Small Scale Fisheries
Enforcement and Compliance
A Rapid Assessment and Review in Kenya and Tanzania
There have been many significant interventions across the Western Indian Ocean (WIO) region to support the sustainable use and conservation of marine resources and ecosystems. Among these efforts is the upscaling of Locally Marine Managed Areas (LMMAs) through co-management between country authorities and Beach Management Units (BMUs), wherein the legal and institutional frameworks supporting the improved management of small-scale fisheries (SSFs) have been reconstituted. Despite such action, marine resources, ecosystems and habitats, continue to decline. The socioeconomic conditions of small-scale fisheries and coastal communities have also deteriorated.
Weaknesses in enforcement by regulatory authorities have played a major role in LMMA downturns, with little incentive for compliance by resource users provided. The effective enforcement and compliance with rules embedded in fisheries legislation and regulations can, therefore, be said to constitute a growing challenge to the sustainability of marine small-scale fisheries (SSFs) across the Western Indian Ocean (WIO).
A “Rapid Assessment and Review of Enforcement and Compliance in Marine Small-Scale Fisheries in Kenya and Tanzania” was, consequently, undertaken to create a better understanding of the current status of enforcement and compliance in small-scale fisheries.
Artisanal fishers in action
Perceived Effective Enforcement and Compliance
- Adherence to set rules and regulations for fish capture and other related fisheries activities.
- Use of permitted gear and fishing methods, including fishing in fishing designated areas and times.

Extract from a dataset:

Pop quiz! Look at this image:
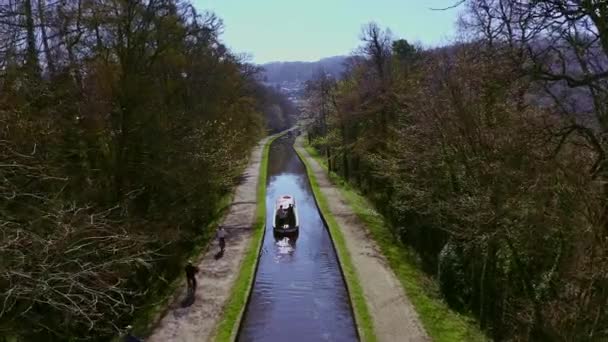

- Conserving and protecting marine resources from harmful activities that would affect fisheries productivity, and thus the need to protect key habitats and ecosystems for sustained fisheries stock.
Best practices in Enforcement and Compliance
- Fisheries co-management approaches through the Beach Management Units (BMUs) and establishment of Locally Managed marine Areas (LMMAs).
- Community-based monitoring, control and surveillance (MCS) protocols and informants complement government frameworks.
- Formation and use of multi-agency institutions and committees.
- Judiciary capacity building and sensitization on fisheries matters.
- Youth involvement, coaching and mentoring in fisheries activities to produce future stewards in fisheries.
- Complementary local and traditional alternative conflict resolution and mediation including warning and sanctions in promoting effective compliance as opposed to penalties imposed on offenders.
The findings of the study were presented and interrogated in the regional multi-stakeholder workshop on “Enforcement and Compliance as a mechanism to safeguard Small Scale Fisheries and biodiversity for improved livelihoods”, hyperlinked.
The full workshop report is embedded right.
A policy brief “Enhancing Compliance and Enforcement to Safeguard Small-Scale Fisheries and Biodiversity for Improved Livelihoods in the Western Indian Ocean Region”, summarizing the key recommendations from the regional workshop, was developed. The policy brief is a call to action to duty-bearers, enforcement agencies and policymakers with authority in decision-making to implement the recommendations addressing the drivers of poor enforcement and compliance in small-scale fisheries in the WIO region.